In this scenario, four weeks after the therapy, the lesion was healed, in line with the healing times demonstrated in the literature; however, we believe it is very interesting to underline the early good recovery in balance (as demonstrated by the reduction in CoP speed (mm/s) from 70.2 ± 13 to 46.7 ± 8 when asking the patient to stand on one leg for 20 s with eyes closed and the knee flexed at 15°, the hip joint fully extended, and with arms crossed over the chest) and the relief of pain (VAS reduced from 8 to 2) which occurred from T0 to T2, allowing the patient a return to sport in a short time.
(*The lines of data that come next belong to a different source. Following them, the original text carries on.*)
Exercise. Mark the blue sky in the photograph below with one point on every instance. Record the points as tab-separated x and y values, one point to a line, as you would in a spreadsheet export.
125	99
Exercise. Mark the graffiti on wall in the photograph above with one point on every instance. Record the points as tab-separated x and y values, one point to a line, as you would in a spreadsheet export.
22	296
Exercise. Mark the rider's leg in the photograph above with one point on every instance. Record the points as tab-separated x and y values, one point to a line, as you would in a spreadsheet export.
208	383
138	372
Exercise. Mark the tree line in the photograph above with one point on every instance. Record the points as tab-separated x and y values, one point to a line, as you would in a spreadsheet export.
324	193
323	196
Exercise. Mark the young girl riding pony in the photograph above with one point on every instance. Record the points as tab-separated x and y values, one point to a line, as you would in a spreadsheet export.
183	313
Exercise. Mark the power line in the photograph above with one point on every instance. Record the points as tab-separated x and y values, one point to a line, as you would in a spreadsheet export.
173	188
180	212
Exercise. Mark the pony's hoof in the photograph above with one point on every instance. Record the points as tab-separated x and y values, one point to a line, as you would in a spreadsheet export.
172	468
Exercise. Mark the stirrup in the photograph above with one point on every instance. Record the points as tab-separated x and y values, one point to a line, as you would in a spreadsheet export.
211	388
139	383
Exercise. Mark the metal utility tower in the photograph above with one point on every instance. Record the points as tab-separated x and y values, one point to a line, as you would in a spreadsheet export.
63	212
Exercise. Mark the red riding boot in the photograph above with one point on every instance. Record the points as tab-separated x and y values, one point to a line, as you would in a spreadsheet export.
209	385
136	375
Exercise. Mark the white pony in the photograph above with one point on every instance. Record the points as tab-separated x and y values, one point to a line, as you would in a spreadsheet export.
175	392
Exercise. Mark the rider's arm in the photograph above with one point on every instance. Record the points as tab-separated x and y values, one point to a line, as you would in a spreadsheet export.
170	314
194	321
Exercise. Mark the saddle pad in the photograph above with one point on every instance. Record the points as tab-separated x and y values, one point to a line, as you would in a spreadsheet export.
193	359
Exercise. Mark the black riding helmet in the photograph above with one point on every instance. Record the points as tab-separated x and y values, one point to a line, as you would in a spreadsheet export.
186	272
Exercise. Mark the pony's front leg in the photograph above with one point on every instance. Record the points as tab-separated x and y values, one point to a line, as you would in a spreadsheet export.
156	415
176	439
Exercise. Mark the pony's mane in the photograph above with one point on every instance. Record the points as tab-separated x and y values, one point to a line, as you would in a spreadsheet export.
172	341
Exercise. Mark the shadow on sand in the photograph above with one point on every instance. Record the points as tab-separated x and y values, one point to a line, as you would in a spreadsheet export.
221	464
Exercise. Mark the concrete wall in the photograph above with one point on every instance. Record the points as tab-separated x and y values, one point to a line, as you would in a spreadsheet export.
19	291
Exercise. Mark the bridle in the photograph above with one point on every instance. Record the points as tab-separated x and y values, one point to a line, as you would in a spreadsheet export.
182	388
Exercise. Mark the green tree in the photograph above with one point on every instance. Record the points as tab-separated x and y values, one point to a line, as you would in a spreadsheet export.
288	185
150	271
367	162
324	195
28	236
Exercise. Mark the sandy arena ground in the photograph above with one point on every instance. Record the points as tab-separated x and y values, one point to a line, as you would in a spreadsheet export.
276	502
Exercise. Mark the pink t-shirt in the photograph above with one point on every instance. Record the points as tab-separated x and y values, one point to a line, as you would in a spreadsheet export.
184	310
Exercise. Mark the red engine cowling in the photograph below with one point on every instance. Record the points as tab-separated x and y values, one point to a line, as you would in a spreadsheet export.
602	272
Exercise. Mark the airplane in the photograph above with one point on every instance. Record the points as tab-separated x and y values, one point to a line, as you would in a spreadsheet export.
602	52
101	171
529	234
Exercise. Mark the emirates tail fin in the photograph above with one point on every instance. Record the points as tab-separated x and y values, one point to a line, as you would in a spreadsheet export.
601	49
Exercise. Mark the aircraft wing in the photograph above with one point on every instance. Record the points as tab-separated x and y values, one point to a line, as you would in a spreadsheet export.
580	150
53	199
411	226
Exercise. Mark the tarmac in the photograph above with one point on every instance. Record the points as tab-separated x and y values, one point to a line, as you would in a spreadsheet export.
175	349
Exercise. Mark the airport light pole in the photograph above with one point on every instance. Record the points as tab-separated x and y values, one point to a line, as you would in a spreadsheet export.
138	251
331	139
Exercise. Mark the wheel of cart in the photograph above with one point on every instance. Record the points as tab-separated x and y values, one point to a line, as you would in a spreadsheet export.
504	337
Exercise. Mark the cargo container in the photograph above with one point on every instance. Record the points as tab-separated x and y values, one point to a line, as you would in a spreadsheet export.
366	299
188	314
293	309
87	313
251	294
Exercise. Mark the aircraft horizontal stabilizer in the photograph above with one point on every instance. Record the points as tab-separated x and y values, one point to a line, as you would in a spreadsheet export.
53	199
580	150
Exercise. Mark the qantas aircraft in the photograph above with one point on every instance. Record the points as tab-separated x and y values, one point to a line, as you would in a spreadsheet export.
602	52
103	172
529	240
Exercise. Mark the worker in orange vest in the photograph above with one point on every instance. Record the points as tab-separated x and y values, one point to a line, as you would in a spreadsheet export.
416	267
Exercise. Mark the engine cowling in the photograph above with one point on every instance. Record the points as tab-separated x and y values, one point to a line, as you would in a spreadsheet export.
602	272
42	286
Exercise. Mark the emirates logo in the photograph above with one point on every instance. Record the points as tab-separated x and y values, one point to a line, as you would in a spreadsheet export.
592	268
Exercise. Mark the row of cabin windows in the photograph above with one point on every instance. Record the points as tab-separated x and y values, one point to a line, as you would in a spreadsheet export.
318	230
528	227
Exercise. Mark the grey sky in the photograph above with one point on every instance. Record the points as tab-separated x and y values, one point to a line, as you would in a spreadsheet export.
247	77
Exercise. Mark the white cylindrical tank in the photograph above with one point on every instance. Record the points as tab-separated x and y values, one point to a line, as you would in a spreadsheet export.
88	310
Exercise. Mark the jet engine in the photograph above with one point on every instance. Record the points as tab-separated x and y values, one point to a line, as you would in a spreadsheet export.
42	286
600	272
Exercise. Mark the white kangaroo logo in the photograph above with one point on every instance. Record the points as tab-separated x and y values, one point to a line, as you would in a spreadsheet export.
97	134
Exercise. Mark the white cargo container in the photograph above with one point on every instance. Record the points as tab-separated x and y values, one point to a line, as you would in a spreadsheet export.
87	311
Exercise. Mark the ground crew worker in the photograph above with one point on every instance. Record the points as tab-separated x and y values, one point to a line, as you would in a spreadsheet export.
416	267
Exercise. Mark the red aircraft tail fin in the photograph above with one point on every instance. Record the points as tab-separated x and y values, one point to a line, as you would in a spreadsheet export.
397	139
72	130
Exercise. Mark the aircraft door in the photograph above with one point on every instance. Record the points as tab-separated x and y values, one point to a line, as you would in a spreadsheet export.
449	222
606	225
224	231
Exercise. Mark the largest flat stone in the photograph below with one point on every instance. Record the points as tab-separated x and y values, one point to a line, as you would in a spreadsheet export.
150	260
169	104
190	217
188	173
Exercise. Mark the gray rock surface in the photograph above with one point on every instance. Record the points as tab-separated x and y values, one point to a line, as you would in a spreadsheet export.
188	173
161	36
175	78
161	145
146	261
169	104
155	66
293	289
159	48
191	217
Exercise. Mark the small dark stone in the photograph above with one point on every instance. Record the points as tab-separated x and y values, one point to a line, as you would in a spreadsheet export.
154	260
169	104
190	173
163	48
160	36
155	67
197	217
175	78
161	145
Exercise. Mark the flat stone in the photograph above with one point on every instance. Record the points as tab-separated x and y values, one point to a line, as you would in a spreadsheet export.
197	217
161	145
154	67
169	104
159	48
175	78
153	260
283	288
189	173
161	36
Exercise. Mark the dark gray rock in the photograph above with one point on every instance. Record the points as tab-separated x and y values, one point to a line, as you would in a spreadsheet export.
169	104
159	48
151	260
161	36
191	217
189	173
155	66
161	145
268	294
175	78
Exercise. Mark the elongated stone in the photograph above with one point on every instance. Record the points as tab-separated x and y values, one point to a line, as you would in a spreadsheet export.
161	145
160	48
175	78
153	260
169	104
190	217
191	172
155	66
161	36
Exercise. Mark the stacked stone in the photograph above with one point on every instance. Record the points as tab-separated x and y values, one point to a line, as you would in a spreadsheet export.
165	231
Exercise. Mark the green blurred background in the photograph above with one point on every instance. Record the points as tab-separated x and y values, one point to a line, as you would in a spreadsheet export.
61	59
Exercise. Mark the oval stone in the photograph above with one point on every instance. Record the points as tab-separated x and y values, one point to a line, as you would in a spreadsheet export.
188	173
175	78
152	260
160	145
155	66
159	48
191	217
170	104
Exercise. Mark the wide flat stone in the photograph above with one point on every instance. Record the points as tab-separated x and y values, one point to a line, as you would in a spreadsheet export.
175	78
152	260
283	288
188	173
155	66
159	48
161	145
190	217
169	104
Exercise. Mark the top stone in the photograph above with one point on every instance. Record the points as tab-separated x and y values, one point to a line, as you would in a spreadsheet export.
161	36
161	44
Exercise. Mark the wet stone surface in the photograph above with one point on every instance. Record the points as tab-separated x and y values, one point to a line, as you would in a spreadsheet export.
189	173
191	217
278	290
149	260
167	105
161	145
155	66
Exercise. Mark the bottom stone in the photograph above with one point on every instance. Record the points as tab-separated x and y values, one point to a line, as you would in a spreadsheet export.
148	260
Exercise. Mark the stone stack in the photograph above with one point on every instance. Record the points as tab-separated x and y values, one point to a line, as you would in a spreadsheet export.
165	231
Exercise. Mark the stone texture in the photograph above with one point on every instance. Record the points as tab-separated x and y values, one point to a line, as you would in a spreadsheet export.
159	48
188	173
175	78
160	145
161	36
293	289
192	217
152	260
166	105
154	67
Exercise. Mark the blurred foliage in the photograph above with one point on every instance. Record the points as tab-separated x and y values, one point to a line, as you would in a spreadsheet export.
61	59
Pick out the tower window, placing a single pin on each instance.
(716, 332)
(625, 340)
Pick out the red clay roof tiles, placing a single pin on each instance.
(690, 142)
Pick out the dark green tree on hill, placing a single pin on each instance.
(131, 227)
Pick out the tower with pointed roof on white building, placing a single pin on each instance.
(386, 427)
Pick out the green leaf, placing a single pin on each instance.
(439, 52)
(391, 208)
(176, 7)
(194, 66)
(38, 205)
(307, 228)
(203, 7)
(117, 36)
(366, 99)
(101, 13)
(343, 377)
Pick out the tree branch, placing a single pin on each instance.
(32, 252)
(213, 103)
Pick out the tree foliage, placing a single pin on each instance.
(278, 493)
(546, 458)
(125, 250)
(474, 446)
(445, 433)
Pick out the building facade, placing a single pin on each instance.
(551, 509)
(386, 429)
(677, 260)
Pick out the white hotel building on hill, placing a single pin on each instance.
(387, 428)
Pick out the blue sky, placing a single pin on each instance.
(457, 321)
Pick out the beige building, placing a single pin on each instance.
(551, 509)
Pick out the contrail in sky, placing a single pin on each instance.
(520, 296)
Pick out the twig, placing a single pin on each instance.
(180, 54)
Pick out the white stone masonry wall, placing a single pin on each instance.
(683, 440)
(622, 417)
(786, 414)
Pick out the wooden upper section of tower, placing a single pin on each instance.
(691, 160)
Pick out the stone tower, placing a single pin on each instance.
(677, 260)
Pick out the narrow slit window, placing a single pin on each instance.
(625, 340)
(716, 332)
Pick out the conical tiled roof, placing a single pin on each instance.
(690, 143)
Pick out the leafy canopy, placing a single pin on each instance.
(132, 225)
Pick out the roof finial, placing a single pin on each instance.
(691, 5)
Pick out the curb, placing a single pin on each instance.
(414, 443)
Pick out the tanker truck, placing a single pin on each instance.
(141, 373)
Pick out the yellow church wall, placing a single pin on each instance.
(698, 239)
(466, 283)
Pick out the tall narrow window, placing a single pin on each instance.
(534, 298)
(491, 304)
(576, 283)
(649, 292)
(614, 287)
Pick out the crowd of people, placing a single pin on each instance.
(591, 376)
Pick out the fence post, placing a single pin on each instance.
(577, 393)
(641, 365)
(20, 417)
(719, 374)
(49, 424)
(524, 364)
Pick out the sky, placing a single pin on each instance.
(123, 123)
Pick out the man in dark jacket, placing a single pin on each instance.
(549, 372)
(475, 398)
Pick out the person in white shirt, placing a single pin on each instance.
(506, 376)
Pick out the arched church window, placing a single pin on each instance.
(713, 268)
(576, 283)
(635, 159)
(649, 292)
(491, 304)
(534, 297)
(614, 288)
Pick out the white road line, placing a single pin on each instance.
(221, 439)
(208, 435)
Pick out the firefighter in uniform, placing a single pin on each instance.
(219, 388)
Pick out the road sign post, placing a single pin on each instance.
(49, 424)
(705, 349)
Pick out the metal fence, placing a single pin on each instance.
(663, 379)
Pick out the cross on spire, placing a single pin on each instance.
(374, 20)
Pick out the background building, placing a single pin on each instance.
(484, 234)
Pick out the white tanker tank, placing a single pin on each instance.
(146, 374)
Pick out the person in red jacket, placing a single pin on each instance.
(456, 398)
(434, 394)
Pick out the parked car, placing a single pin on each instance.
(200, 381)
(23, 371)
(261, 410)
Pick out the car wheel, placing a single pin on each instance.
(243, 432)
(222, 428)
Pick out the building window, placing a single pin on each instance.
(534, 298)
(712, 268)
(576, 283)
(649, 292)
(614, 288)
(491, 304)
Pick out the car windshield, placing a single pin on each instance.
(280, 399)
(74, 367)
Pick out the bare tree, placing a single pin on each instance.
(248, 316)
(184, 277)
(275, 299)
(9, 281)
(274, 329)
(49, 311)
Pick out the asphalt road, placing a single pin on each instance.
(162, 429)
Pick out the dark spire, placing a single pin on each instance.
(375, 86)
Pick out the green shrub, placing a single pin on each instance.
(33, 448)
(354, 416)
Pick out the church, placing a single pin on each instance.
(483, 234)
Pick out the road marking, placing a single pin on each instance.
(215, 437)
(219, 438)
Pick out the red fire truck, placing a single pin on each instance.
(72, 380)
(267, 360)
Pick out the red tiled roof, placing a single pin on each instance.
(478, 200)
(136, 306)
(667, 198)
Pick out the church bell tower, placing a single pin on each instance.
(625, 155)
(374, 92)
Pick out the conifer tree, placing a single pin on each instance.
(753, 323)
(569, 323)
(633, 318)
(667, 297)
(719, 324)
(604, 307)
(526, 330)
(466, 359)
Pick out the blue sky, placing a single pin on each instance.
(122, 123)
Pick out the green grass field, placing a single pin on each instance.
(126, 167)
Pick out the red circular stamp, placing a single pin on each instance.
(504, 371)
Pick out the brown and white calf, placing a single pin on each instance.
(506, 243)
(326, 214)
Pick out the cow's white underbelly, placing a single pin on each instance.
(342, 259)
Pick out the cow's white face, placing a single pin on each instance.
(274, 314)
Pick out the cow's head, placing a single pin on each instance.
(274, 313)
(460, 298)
Regarding muscle recovery and proprioception, the adjunct of mFV to conventional physical therapy highlighted that mFV effectively enhances muscle recovery and balance awareness of the participant. Major findings might suggest that mFV could be considered as safe an approach as other physical agent modalities, such as shortwave diathermy or neuromuscular electrostimulation [41]. In this scenario, mFV might influence motor coordination and performance [42]. Finally, mFV may produce short-term recovery effects as early as 60 min after the end of treatment, perhaps suggesting its potential for rapid recovery and rehabilitation from muscle injury [43].

This case report has some strengths. To the best of our knowledge, no previous study has evaluated the administration of mechanical focal vibration on a grade II muscle injury. The safety of the approach could suggest a relative expansion of the sample; furthermore, the method could reduce the use of pharmacological or minimally invasive therapies, especially in professional sports contexts.

Nonetheless, this study has some limitations. First, it was presented as a case report, which does not provide substantial evidence. Second, it was not possible to investigate the organic and structural improvements in muscle recovery, but only the functional outcomes. Third, the subject included in the study was a senior amateur athlete, so the results might not be generalizable to younger professional subjects.

5. Conclusions

Taken together, the findings of this case report showed that an appropriate mFV might show potential effectiveness in terms of recovery from a grade II rectus femoris muscle injury in a senior runner. Overall, major findings demonstrated a safe role of mFV in sports rehabilitation, particularly in improving pain perception, proprioception, and motor coordination recovery. Major findings suggested that mFV might offer safe physical agent modalities, with noticeable results in a relatively short timeframe.

Further observation studies with larger sample sizes and longer follow-up periods should be performed to provide further evidence on this novel rehabilitative approach in sportsmen with muscle injuries.